The trust which runs York Hospital remains under “extreme” pressure, with short staffing and the inability to discharge patients into the community the biggest concerns as winter looms.
Nearly a third of ambulance handovers to the York and Scarborough emergency departments took more than an hour in August, while 924 trolley waits of more than 12 hours were reported.
Trolley waits – the time between when a doctor decides that a patient needs to be admitted to hospital for further treatment and when the patient is actually admitted – were almost unheard of before the pandemic at this length.
At a board meeting of the York and Scarborough Teaching Hospitals NHS Foundation Trust on Wednesday, interim chief operating officer Melanie Liley explained that 30 beds at York Hospital were closing so the “fundamentals of care” could be delivered with the level of staffing available.
This was a requirement after the Care Quality Commission (CQC) raised concerns about the standard of care earlier this year.
Another inspection is expected before Christmas, but hospital board papers noted that staff’s “continued whistleblowing and enquiries do not instil confidence with the external regulator and may instigate a wider inspection”.
Eight whistleblowing concerns raised by staff this year – primarily about staffing at York Hospital – have been upheld by the trust itself.
But chair of the trust Alan Downey said improvements were being made.
“It does feel to me as if we’re seeing a significant measurable shift in some of the things that we needed to shift in order to convince the CQC that we’re making progress,” he said.
Delayed discharges a ‘huge’ problem
Regarding the flow of patients through the hospital, the meeting heard that York now had a 24/7 emergency assessment unit and that Yorkshire Ambulance Service had agreed to station paramedics inside the hospital to try to stop the build-up of ambulance queues while patients wait to be admitted.
Ms Liley said working with City of York Council and North Yorkshire County Council to find ongoing care for people who no longer need to be in hospital was still proving challenging.
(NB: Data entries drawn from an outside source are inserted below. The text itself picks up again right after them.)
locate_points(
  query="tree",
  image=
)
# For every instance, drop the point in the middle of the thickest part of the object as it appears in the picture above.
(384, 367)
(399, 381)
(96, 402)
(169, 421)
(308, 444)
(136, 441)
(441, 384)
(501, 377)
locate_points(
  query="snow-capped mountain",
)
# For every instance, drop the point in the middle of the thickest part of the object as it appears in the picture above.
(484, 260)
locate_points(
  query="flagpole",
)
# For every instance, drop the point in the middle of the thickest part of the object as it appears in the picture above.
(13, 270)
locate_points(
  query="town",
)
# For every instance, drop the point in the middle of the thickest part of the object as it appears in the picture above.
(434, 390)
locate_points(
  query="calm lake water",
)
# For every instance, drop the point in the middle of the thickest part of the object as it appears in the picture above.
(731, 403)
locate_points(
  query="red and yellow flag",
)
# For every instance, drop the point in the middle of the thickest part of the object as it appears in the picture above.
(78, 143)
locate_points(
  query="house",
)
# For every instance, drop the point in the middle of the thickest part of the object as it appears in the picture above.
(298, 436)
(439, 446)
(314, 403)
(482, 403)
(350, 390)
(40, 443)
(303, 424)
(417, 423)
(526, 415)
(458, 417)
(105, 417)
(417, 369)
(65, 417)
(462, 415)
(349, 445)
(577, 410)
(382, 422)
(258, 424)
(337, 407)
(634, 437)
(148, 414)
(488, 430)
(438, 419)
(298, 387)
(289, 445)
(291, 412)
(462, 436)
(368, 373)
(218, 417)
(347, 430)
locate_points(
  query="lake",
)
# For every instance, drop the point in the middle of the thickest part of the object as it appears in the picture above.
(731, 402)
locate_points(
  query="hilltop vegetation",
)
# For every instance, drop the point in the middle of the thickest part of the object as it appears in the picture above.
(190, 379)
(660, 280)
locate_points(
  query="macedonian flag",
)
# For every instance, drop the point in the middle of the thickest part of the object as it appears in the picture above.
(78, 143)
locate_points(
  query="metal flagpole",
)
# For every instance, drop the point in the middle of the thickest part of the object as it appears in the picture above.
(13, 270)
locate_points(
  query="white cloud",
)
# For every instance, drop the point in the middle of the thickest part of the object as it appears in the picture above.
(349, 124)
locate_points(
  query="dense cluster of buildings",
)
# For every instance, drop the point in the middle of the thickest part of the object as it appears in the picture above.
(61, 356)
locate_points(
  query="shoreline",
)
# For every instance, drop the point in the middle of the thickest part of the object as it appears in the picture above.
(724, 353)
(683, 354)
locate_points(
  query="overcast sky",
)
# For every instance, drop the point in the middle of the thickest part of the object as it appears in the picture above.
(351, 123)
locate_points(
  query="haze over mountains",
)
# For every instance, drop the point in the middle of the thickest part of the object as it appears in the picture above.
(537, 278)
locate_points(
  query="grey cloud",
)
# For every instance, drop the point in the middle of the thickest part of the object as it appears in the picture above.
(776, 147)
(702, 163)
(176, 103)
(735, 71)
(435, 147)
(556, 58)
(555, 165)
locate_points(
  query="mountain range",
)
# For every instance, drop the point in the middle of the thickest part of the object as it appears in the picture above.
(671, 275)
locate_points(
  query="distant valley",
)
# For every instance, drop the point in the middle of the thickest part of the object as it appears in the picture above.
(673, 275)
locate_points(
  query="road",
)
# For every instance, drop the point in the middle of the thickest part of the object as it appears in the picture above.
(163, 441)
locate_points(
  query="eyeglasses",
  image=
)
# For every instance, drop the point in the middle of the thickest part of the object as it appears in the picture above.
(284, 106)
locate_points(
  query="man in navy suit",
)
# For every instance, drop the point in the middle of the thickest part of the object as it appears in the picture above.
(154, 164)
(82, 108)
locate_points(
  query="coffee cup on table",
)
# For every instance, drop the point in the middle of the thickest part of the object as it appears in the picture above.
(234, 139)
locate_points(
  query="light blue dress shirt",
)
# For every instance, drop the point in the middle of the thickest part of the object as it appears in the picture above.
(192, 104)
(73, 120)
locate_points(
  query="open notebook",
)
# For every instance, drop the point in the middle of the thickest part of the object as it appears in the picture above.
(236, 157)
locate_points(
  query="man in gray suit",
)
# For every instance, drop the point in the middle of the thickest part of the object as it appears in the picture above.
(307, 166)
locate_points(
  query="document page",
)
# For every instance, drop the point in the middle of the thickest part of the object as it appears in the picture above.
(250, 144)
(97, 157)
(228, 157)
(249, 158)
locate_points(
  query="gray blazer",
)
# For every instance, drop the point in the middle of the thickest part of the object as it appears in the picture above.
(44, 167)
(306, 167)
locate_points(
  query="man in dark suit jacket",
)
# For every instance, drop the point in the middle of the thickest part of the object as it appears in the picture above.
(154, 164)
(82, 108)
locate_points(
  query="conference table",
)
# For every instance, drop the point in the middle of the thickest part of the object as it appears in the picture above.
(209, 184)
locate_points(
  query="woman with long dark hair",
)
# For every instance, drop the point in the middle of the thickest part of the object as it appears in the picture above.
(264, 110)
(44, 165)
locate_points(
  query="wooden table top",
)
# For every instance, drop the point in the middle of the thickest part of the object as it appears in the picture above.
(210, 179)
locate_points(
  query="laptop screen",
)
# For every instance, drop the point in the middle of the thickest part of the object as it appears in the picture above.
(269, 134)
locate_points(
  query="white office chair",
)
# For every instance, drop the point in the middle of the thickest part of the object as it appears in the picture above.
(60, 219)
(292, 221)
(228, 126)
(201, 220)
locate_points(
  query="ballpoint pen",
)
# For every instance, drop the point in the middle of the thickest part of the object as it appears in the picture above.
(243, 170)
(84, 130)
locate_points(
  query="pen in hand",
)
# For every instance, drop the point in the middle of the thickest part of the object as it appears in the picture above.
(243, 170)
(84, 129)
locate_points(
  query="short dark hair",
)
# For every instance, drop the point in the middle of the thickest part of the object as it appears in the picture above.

The trust is even considering setting up its own domiciliary care service to look after people once they have left hospital.
Hospital chief executive Simon Morritt said the scale of delayed discharges was “huge”, with 120 people waiting to leave York Hospital.
Mr Morritt explained that the trust could hope to get £5m of the £500m announced by health secretary Therese Coffey last week to fund discharges for medically fit patients.
Chief nurse Heather McNair explained that shortages with nurses was one of the biggest staffing issues, with more than 100 vacancies. She said the prospect of full nurse staffing – boosted by international recruitment – was still a year away.
The latest futures shows the trust spent £20m in a year on agency staff – making it among the highest spenders on temporary staff in the region.
However, the trust has had success in recruiting healthcare assistants and patient service operatives in recent months.